Talk 2: Infinite-horizon optimal control of operator equations with random inputs
Speaker: Olena Melnikov
Abstract: We investigate infinite-horizon discounted optimal control problems governed by operator equations with random inputs. Our framework includes parameterized evolution equations, such as those arising from ordinary and partial differential equations. The objective function is risk-neutral, aiming to optimize the expected discounted cost over an infinite time horizon. We establish the existence of optimal solutions. Furthermore, we discuss the convergence of sample-based approximations, demonstrating their effectiveness in approximating the true problem.

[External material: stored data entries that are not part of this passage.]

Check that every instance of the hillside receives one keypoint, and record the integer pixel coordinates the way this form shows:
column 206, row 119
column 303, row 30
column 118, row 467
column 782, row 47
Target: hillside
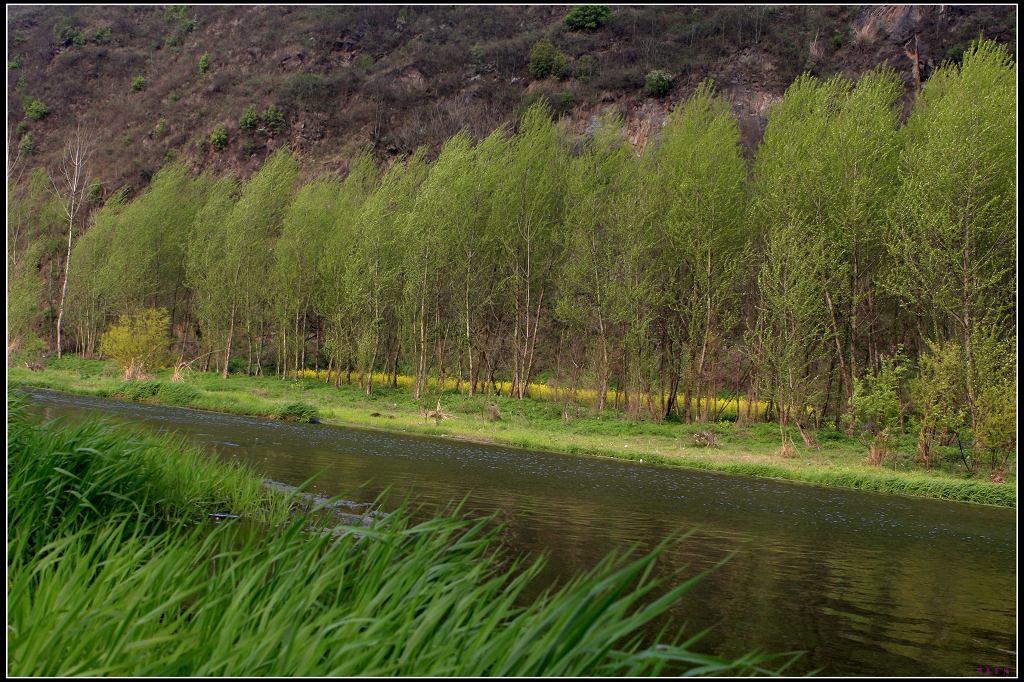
column 396, row 78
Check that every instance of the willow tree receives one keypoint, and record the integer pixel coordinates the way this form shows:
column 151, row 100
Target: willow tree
column 598, row 216
column 146, row 261
column 478, row 254
column 207, row 273
column 827, row 163
column 525, row 211
column 787, row 339
column 297, row 281
column 432, row 255
column 376, row 280
column 246, row 250
column 952, row 241
column 337, row 266
column 702, row 175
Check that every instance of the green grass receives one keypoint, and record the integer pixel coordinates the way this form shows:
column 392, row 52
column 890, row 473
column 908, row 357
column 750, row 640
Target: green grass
column 114, row 570
column 750, row 450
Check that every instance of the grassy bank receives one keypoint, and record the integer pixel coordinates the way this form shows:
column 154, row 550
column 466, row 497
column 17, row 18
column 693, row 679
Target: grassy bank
column 750, row 450
column 114, row 569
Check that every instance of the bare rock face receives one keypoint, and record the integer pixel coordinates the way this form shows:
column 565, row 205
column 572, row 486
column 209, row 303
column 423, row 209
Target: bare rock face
column 348, row 78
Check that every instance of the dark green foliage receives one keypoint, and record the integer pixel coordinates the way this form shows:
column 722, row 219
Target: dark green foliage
column 658, row 83
column 364, row 62
column 586, row 68
column 547, row 61
column 218, row 138
column 179, row 23
column 35, row 109
column 176, row 393
column 298, row 412
column 588, row 17
column 249, row 119
column 28, row 144
column 102, row 36
column 137, row 389
column 95, row 193
column 160, row 129
column 67, row 34
column 273, row 119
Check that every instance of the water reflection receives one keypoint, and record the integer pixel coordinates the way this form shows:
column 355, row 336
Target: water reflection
column 865, row 584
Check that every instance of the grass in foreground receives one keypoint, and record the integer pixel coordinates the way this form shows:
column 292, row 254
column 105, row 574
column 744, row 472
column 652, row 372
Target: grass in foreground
column 114, row 569
column 751, row 450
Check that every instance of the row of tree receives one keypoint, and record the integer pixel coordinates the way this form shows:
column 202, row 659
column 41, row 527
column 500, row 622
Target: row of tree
column 674, row 273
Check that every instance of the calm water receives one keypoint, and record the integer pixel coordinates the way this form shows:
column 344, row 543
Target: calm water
column 864, row 584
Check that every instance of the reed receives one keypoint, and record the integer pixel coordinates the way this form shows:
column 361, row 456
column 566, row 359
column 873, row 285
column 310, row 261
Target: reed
column 112, row 570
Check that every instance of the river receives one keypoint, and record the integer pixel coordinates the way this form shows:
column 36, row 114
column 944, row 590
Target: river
column 864, row 584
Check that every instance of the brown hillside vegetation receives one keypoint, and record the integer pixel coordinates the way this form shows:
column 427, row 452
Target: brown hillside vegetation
column 393, row 78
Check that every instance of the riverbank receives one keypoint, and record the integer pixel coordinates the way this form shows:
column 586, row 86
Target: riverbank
column 750, row 450
column 114, row 561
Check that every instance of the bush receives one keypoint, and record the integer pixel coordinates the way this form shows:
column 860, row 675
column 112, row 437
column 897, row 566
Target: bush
column 35, row 109
column 249, row 120
column 176, row 393
column 218, row 138
column 95, row 193
column 586, row 68
column 658, row 83
column 546, row 60
column 588, row 17
column 298, row 412
column 137, row 389
column 160, row 129
column 138, row 342
column 878, row 403
column 28, row 144
column 364, row 62
column 273, row 120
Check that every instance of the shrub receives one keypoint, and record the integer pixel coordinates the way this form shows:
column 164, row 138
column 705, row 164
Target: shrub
column 177, row 393
column 138, row 342
column 658, row 83
column 546, row 60
column 298, row 412
column 66, row 33
column 218, row 138
column 95, row 193
column 364, row 62
column 249, row 120
column 137, row 389
column 160, row 129
column 939, row 394
column 273, row 119
column 306, row 90
column 28, row 144
column 588, row 17
column 35, row 109
column 586, row 68
column 878, row 405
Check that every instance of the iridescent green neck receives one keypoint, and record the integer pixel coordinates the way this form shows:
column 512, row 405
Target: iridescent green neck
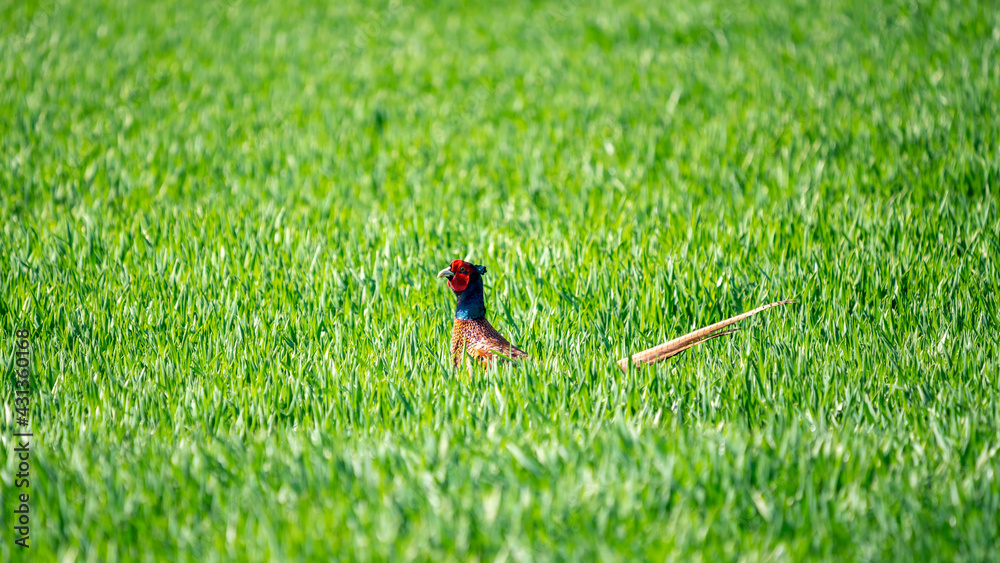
column 471, row 304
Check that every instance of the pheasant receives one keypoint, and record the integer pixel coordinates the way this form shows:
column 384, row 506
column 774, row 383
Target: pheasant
column 474, row 335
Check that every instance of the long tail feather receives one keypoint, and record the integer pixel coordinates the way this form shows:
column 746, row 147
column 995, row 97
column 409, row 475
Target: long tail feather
column 678, row 345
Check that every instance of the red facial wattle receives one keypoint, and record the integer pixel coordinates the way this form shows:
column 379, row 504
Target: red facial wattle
column 459, row 282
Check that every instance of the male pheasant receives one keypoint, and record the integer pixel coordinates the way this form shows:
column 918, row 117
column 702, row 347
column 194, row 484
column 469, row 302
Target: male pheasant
column 474, row 335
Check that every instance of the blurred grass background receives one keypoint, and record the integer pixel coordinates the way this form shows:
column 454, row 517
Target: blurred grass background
column 221, row 223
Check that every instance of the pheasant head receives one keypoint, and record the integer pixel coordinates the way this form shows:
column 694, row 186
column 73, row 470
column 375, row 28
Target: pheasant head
column 472, row 334
column 466, row 280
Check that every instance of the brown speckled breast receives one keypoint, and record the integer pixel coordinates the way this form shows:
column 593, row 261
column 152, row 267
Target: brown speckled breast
column 480, row 340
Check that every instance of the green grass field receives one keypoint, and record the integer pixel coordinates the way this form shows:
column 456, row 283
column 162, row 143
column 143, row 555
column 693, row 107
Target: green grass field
column 221, row 224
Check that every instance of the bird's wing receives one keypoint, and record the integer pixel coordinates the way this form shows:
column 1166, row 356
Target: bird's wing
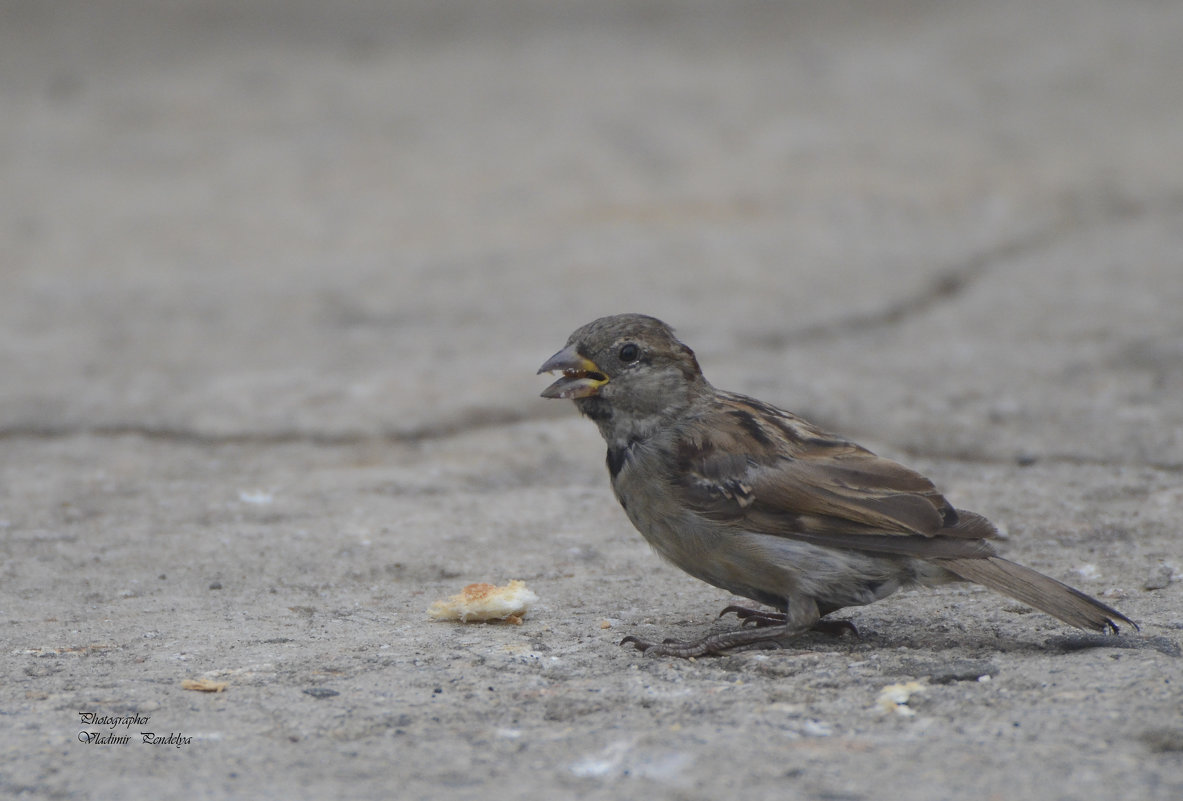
column 760, row 469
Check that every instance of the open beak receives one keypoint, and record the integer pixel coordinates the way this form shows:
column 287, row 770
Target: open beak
column 582, row 378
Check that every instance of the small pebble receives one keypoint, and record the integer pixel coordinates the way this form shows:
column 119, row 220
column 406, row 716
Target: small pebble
column 1159, row 576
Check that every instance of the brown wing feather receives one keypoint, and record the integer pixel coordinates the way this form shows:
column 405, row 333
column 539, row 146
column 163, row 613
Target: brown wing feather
column 764, row 470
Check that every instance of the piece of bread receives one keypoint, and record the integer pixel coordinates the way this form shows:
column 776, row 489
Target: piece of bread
column 484, row 602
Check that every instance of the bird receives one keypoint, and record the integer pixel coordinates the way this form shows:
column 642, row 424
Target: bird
column 761, row 503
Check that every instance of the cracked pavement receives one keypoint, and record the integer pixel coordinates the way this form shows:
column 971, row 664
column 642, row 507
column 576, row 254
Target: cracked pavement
column 277, row 282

Talk 3: Nonuniform derivative-based random weight initialization for neural network optimization
Speaker: Konstantin Pieper
Abstract: Neural networks can alleviate the curse of dimensionality by detecting subspaces in the input data corresponding to large output variability. In order to exploit this, the nonlinear input weights of the network have to align with these directions during network training. As a step on the way to guess these patterns before nonlinear optimization-based neural network regression, we propose nonuniform data-driven parameter distributions for weight initialization. These parameter distributions are developed in the context of non-parametric regression models based on shallow neural networks and employ derivative data of the function to be approximated. We use recent results on the harmonic analysis and sparse representation of fully trained (optimal) neural networks to obtain densities that concentrate in appropriate regions of the input weight space. Then, we suggest simplifications of these exact densities based on approximate derivative data in the input points that allow for very efficient sampling. This leads to performance of random feature models close to optimal networks in several scenarios and compares favorably to conventional uniform random feature models.